The Zatanna/Raven stuff is still very dark compared to the other characters’ stories. Almost too much to be juxtaposed with the sort of silliness Harley brings to this book. Perhaps it works in a weird way to emphasize the horror of what the evil masterminds are up to in Europe with respect to the Jewish citizenry, but I feel like it also gets lost in the fantasy aspects. And Andolfo’s art feels just too loose and messy; the characters are caricatures and there’s something weirdly Disneyesque about their plight: robbed of gravitas.
Harley and Ivy, meanwhile, just being Harley and Ivy
In the final third of the book, once again it feels like Marguerite Bennett just doesn’t really know how to write Batwoman consistently. The nice thing is returning to plot points set up really early in the series (in the first few Digital First issues, in fact): Kate Kane’s slightly strained relationship with Maggie Sawyer with regards to a past love affair Kate had with Renee Montoya. Well Montoya is back and the two are partnered together to do a job for Selina.
I enjoyed this section the least of the whole. Sandy Jarrell’s art is choppy and the character proportions are overly exaggerated (Selina looks like a long-necked gazelle throughout and pretty much everyone is seriously suffering from anorexia). There’s a lot of backstory here too, and frankly, it’s the better part of the book: the flashback is bordered like Spanish ceramic tile which gives that section a nice old-world feel.
The rest of it just looks like:
One well-placed kick could break Batwoman’s twiggy legs
So this is the last collected Digital First floppies issue that we’re going to review here at Batman News.
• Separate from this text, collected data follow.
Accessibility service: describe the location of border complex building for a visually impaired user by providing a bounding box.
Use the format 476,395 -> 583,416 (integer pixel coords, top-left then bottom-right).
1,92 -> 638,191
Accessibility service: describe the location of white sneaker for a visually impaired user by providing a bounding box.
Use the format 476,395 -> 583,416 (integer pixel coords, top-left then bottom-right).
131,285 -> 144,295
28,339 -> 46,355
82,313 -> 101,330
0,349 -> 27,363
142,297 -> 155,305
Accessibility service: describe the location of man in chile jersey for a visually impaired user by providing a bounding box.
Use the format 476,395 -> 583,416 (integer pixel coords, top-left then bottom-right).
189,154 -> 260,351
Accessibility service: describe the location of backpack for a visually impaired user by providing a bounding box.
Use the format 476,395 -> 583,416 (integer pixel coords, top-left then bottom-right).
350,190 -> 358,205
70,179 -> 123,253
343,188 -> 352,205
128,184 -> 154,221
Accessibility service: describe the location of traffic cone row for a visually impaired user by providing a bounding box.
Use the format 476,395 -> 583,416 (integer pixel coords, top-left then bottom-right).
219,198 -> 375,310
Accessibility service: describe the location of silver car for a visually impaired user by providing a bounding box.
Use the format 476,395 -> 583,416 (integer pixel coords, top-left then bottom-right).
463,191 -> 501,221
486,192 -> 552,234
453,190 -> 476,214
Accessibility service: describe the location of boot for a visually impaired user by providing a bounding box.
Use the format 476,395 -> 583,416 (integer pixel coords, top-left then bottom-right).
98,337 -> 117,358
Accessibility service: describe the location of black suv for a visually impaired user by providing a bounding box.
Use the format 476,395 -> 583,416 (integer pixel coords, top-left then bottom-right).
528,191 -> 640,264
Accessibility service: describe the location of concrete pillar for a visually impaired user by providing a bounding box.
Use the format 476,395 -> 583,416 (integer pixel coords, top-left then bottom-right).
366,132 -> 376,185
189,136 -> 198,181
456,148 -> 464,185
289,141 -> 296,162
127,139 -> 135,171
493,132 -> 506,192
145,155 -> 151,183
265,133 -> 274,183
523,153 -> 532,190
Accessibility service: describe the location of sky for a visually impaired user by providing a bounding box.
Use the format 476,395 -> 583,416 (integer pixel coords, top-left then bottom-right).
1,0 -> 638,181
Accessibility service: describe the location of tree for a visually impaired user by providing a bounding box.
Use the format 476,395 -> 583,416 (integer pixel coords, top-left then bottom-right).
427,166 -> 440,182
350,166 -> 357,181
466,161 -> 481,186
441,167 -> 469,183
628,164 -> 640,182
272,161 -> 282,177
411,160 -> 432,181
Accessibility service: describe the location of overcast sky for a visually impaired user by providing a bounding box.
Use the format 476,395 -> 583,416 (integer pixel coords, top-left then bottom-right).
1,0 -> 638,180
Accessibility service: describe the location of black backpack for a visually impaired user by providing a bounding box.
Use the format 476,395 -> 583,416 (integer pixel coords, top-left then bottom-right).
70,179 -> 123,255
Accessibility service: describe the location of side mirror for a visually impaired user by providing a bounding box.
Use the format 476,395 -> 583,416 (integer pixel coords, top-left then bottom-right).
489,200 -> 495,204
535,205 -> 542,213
The book is pretty good, but since much of the content doesn’t actually deal with the Batman-related characters, it’s been decided to move this into a trade-wait review position. To be honest, the story is best read in a binge; I’m not entirely convinced it works on a week-to-week basis and I definitely don’t think it works as a monthly (the digital issues are so far ahead at this point I can barely “keep up” with the past, so to speak).
The first trade is already out, but we’ll put the new one on the docket as soon as we’re caught up and looking at new material again!
- You still enjoy a comic with a lot of moving parts, an all-star cast, and a great mix of adventure and fun character relationship dynamics.
- Learning about real history through a superhero alternate history turns you on.
- You just can’t get enough estrogen from the regular lineup.
As much I enjoy this book, it’s always a bit of a mixed bag. The story is really good, but occasionally the characters seem a little off. The mix of fantasy and history works for the most part, but occasionally rubs wrong when you’re confronted by the real-life horrors of the Nazi era. The artists range from awesome to so-so to a weird inconsistency even within a single Digital First. I want to love everything about Bombshells, but I don’t. This issue is a great example of what best and worst in the series: some awesome action sequences, wonderfully creative paneling for some flashback sequences, but then also some art that’s less than stellar and a few plot points that suffer feeling out of character and not well-motivated. I wish this book was more consistently great instead of just nicely entertaining. It’s had flashes of brilliance, so I know it’s possible. We just need more of them.